Core to this appeal was whether HA (Iraq) v Secretary of State for the Home Department  EWCA Civ 1176 in which the Court of Appeal decided that the actual sentence duration rather than the sentence before discount should be used as the basis for deportation. The first-tier judge decided to ignore this, and on the basis of the 18-month pre-discount sentence, went on to conclude on this matter, "According, I am not satisfied that the appellant's offending is at the lower end of the scale".
First-tier Tribunal Judge Komorowski backed the Home Office and agreed she should be deported, stating, "There will be certain material hardships the appellant will face on her relocation. She will not be able to claim Pension Credit nor likely any US social security benefit, nor will she likely have access to free healthcare, and her ability to afford it privately will be very limited. These matters, though, are of limited (if any) relevance to her ability to reintegrate. They only have an indirect bearing to the extent that they might impede her ability to form relationships. I am not satisfied these hardships will pose any significant obstacles to reintegration".
As a result of the First-Tier decision, Gordon brought her appeal to the Upper Tier court.
Second Tier appeal was successful
In the case of Gordon (deportation; sentencing discounts)  UKUT 287 (IAC), Polly Gordon further appealed her deportation and the decision made by the First-Tier tribunal. The matter was considered by Hon. Mr Justice Lane, President, Mr C M G Ockelton, Vice President, and Lord Matthews.
The Upper Tier judge acknowledged that Ms Gordon's health had further deteriorated – she now requires a Zimmer frame, having fallen and suffering a serious injury in April 2021. He also acknowledged the difficulty of reintegrating into a country at an advanced age and with significant health issues. Despite all of this, the judge still stated, "Overall, albeit by a narrow margin, we find that the appellant has not demonstrated that there would be very significant obstacles to her integration, were she to be returned".
The Upper Tier Tribunal also found that:
- The First-Tier judge made an error of law in treating the index offence as one in which the relevant term of imprisonment was eighteen, rather than twelve, months
- Even if the pre-discount sentence was relevant in determining the seriousness of the offence, 18 months is still at the lower end of the scale of seriousness
The case was then assessed in accordance with ECHR Article 8 section 117C (6). This deals with whether it is in the public interest to deport criminals who have migrated to the UK. On this assessment, the judge found that because the sentence received was at the very bottom of the sentencing scale, "this fact tempers the strength of the public interest in this particular case". The judge went on to say on this matter that several factors moved the scale in favour of Ms Gordon's Article 8 rights, including her over half a century residence in the UK (mainly with ILR), private life "of some quality", significant health issues, advanced age, and the likelihood of a precarious financial position in the US.

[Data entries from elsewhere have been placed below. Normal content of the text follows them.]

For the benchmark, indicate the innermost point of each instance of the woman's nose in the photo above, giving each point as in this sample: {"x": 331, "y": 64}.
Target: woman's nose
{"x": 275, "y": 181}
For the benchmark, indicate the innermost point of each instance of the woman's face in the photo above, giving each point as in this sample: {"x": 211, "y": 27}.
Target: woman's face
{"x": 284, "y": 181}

As a result, the Upper Tier Tribunal found in favour of Ms Gordon.
The case of Polly Gordon highlights that the Home Office is actively seeking to remove individuals who have been living in the UK with ILR for many years if they are convicted of a criminal offence. In this case, they were prepared to do this despite her serious health concerns and the very low severity of her sentence. The impact that this case must have had on a person in their later years and with such health problems can only be imagined. The other significant point, in this case, was that the Upper Tribunal were unwilling to allow the Scottish and English courts to diverge when deciding how and whether to use the sentence duration to determine the seriousness of the offence.